全国各地で進む自転車保険への加入義務化

近年、自動車による交通事故のみならず、自転車による交通事故が後を絶ちません。
昨年の2020年に自転車乗用中に起こった交通事故は全国で6万7673件となり交通事故件数全体に占める割合は17.8%と交通事故の約2割が自転車による事故となっています。

自転車というと通常の自転車、通称『ママチャリ』を想像するかと思いますが、最近では電動アシストを搭載した自転車や、サイクリングやデリバリーサービス(Uber eatsなど)でも利用されるロードバイクなど、よりスピードが出やすくなった自転車も増えており、自転車による交通事故件数に拍車をかけています。
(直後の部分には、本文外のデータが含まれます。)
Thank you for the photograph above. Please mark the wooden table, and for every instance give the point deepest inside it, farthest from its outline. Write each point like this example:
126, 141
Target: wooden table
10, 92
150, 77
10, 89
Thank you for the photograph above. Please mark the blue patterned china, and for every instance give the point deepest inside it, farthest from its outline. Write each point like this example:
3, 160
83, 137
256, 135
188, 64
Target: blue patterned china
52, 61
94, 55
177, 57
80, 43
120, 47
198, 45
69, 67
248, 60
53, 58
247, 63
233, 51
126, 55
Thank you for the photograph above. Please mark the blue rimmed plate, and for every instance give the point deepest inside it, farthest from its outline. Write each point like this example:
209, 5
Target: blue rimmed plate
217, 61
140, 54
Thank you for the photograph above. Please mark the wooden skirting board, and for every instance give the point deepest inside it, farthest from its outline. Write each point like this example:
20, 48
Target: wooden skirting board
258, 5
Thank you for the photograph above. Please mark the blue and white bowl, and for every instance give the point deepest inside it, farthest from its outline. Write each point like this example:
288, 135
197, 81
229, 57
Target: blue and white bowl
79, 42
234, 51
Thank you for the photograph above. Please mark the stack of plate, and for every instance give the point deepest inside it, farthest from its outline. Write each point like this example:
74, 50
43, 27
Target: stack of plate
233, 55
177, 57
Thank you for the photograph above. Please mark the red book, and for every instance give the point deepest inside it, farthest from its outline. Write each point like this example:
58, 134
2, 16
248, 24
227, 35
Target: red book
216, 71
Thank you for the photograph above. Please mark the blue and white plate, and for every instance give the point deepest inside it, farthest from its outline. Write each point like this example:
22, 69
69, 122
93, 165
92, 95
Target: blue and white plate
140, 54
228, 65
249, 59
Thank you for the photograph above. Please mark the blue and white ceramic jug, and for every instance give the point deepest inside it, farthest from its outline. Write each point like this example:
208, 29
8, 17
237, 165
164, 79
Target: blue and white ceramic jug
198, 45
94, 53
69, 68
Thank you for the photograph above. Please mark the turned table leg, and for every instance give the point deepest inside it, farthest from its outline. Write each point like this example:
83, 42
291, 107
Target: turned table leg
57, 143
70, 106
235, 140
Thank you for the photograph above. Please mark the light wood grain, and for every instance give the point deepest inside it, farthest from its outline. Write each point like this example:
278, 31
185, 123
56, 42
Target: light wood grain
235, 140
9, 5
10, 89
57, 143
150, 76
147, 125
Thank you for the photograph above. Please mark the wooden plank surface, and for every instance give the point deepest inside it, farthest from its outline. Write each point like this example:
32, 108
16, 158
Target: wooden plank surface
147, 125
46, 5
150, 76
実際に自転車による事故により高額な賠償金を請求されるケースも発生しており、中には数千万円もの賠償金を請求されるケースも起きています。

これまで自転車保険自体は存在していましたが、自転車による交通事故が増加傾向にあることを踏まえて、全国各地で自転車保険への加入を義務化、もしくは努力義務とする取り組みが開始されました。

まず2015年に初めて、兵庫県が自転車保険への加入を義務化としました。
これを皮切りに全国各地で自転車保険への加入を義務化する自治体が増えていき、最近では10月1日に熊本県と三重県で自転車保険への加入が義務化されました。

また、千葉県では県自体の自転車保険への加入は努力義務とされていますが、千葉市のみ市独自でも自転車保険への加入を義務化としました。
現在では35の県または自治体で自転車保険への加入を義務化、もしくは努力義務としています。

なぜ自転車保険の加入が必要なのか

先ほども少し触れましたが、自転車による交通事故で高額な賠償金を請求されるケースが増えています。

自転車保険に加入していなかった場合、自転車運転中に歩行者と衝突をし重症を負わせてしまうと、高額な賠償金を支払わなければいけません。
いきなり何千万円もの賠償責任を負って、すぐにそれを支払える資金を持ち合わせている方は少ないでしょう。

被害者にとっても加害者にとっても安心して自転車を運転できるように、万が一の事故に備えて自転車保険への加入は今の時代必須であると言えます。
これは加害者の経済的負担を軽減するだけでなく、被害者を救済するという観点からもとても重要です。

高額な賠償費用事故の事例

自転車事故での損害賠償では最高額の9521万円

2008年9月、神戸市で当時小学五年生だった少年が運転する自転車が、62歳の女性と正面衝突する事故が発生しました。

衝突の衝撃で女性は頭部を地面に強打し、脳挫傷を負い重症。幸い命に別状はありませんでしたが、意識障害に加え四肢拘縮などの後遺症が残り日常生活に支障をきたす重大な事故となりました。
被害者側が裁判を起こし、少年の母親に9521万円の賠償責任命令が下りました。

男子高校生に対して9266万円の損害賠償請求

2008年6月、東京都で当時男子高校生だった少年が、歩道かエア飛び出し車道を斜めに通過した際に、対向車線から走ってきた自転車を運転する男性会社員と衝突する事故が発生しました。

被害を受けた男性会社員は言語機能の喪失などの後遺症を患い、事故を起こした男子高校生に対して9266万円の賠償責任命令が下りました。

無灯火、『ながら運転』が引き起こした重大事故

2010年12月、横浜市で当時女子高生だった少女が夜間にスマホを操作しながらの、『ながら運転』を行い、前方を歩いてた看護師の女性に気づかずに衝突する事故が発生しました。

ながら運転に加え無灯火で走行しており、衝突の衝撃で転倒してしまった看護師の女性は歩行困難などの後遺症を患い、看護師として勤めていた会社も辞職せざるを得なくなってしまいました。
事故を起こした女子高生に対して約5000万円もの賠償責任命令が下りました。